Copenhagen, the capital of Denmark, is Scandinavia's largest and most cosmopolitan city. It is steeped in history, having been the key gateway from Scandinavia to the rest of Europe for centuries, while reinventing itself as a modern metropolis and design mecca.
This article will provide you with several of central Copenhagen's top destinations to take in the history, culture and design of this incredible Scandinavian capital.

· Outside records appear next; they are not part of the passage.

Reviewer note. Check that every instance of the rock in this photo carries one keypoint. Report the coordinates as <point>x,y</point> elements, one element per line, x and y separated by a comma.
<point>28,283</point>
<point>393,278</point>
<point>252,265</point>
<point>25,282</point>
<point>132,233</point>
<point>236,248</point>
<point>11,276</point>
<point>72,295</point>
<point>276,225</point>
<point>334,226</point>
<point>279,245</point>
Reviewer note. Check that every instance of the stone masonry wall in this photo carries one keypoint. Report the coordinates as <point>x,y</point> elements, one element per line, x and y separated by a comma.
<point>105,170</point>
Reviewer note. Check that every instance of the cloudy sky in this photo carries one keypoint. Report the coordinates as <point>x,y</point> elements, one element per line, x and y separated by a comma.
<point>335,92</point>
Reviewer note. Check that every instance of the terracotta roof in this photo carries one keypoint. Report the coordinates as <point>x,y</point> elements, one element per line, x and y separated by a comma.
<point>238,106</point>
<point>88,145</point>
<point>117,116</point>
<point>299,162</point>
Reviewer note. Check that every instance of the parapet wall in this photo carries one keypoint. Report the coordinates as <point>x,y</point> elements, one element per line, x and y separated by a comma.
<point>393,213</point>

|The Nyhavn Canal in Copenhagen|
Nyhavn Canal, which is Danish for "new harbor" was built in the 1670s as a gateway from the primary waterfront to Kongens Nytorv ("King's New Square"), the heart of the old city. It quickly became a fashionable address and is lined with colorful 17th and 18th century townhouses and mansions built by merchants. Today, Nyhavn is a popular destination for tourists and locals alike. On the northern side, many of the townhouses have been converted into cafes and bars and, in warmer months, the area bustles with passersby, diners and students.
In the Winter, the center of Kongens Nytorv is turned into an ice skating rink. This giant public square is bordered by a number of important buildings. The Royal Danish Theatre (Det Kongelige Teatre) was built in 1874 and presents Ballet, Opera (until 2004), and classical concerts. Charlottenborg Palace was built in 1672 and now houses a number of cultural institutions. The Hotel D'Angleterre was opened in 1755 and has been at its current location on Kongens Nytorv since 1875. It is a five star hotel considered to be Copenhagen's most prestigious and opulent. Stop in for dinner or tea and perhaps hob knob with some of the hotel's famous guests. Magasin du Nord, with history stretching back to 1868, is Denmark's leading department store.

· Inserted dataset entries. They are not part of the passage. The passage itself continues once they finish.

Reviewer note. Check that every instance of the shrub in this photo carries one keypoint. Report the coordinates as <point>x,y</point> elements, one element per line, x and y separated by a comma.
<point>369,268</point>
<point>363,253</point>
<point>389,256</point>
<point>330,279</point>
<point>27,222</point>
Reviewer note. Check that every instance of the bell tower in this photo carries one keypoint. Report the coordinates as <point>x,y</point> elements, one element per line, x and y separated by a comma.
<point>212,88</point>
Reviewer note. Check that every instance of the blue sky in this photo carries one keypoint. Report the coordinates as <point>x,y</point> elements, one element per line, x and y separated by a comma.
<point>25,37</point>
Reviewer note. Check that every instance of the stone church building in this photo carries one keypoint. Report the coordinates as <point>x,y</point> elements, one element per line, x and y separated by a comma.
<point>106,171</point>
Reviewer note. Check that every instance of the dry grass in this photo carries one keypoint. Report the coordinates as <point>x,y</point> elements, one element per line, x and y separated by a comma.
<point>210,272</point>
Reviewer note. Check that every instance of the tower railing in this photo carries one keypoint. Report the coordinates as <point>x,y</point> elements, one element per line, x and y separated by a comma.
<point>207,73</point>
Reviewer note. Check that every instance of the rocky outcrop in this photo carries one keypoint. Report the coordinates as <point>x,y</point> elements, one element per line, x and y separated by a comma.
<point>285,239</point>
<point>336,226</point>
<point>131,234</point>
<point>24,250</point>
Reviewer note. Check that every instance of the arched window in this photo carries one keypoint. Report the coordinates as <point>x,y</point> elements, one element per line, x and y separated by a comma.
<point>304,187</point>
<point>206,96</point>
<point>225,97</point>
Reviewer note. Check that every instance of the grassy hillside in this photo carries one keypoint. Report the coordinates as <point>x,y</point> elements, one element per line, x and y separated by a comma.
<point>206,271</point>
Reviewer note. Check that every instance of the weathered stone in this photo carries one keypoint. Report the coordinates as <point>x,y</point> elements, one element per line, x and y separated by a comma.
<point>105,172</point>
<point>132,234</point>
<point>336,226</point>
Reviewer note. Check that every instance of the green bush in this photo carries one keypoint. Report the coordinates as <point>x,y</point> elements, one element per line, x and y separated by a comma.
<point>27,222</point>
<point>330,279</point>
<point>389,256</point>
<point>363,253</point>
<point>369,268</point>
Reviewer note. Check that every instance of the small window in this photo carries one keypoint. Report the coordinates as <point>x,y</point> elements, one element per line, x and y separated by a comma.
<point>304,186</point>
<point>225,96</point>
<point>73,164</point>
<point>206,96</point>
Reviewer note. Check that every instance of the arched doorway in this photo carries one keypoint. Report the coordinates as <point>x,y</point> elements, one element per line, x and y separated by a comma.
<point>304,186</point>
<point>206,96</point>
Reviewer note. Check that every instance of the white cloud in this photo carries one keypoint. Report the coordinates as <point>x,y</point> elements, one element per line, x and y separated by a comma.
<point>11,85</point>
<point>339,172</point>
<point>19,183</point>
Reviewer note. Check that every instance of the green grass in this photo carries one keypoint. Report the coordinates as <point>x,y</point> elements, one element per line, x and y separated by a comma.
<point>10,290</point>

At Kongens Nytorv begins Stroget, Europe's longest pedestrian mall. Stroget is Copenhagen's premier shopping district, with flagship locations for Bang and Olufsen, Georg Jensen, Royal Copenahgen, Illums Bolighus, Holmegaard, and other Danish design icons. In addition to shopping, Stroget is lined with ornate, beautiful buildings, cafes, bars and restaurants, and historic squares and churches. Spend some time in Holbro Plads/ Amagertorv at Cafe Norden, enjoying a cappuccino or glass of wine while watching the over 250,000 people who stoll the street each day.

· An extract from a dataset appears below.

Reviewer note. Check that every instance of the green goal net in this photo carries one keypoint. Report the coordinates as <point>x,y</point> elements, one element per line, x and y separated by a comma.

This island surrounded by canals just down from Holbro Plads, is the center of Danish politics. On the island are Christiansborg Slot, the home of Danish parliament, the Prime Minister's Office, the Supreme Court, and several reception rooms used by the Danish monarchy. It is the only building in the world that is home to all three of a nation's supreme powers. Also located on Slotsholmen are the Thorvaldsen Museum; the Borsen, the 17th century Danish stock exchange, known for its impressive dragon spire, made up of four intervowen dragon tails; and the modern Royal Danish Library, also known as the Black Diamond because of its striking modern architecture.
Danish National Museum
Near Slotsholmen is the Danish National Museum, which spans more than 14,000 years of Danish prehistory, as well as an impressive ethographic section that covers cultures from around the world, from traditional Scandinavian and Greenland culture to African and South American. Also impressive are the exhibits on Danish history and culture from 1400 to the present.
Ny Carlsberg Glyptotek
This art museum, founded by the son of the Carlsberg Brewery founder, centers around his collection of Mediterranean (Egyptian, Greek, Roman) antiquities. The museum also houses the most important collection of Rodin sculpture outside of France and an impressive collection of French impressionis and post-impressionist paintings, from Manet, Monet and Renior to van Gogh and Toulouse-Lautrec.
No visit to Copenhagen is complete without a stop at Tivoli Gardens. Opened in 1843, Tivoli is the second oldest amusement park in the world. The oldest, coincidentally, is located outside Copenhagen. The architecture gardens are certainly worth the entrance, but so are the cafes and rides located inside.
Tivoli borders the Radhuspladsen, or City Hall Square. Also located at Redhuspladsen is Copenhagen's City Hall, opened in 1905 and inspired by the City Hall in Siena, Italy. Above the entrance is a gold statue of Absalon, a medieval archbishop and Danish statesman. There are a number of other notable sculpture in City Hall Square, including the Dragon Fountain, the Lur Blowers, the Weather Girl and a sculpture of Danish author Hans Christian Anderssen.
Radhuspladsen is the other terminus of Stroget, from which one can easily stroll back to Nyhavn Canal.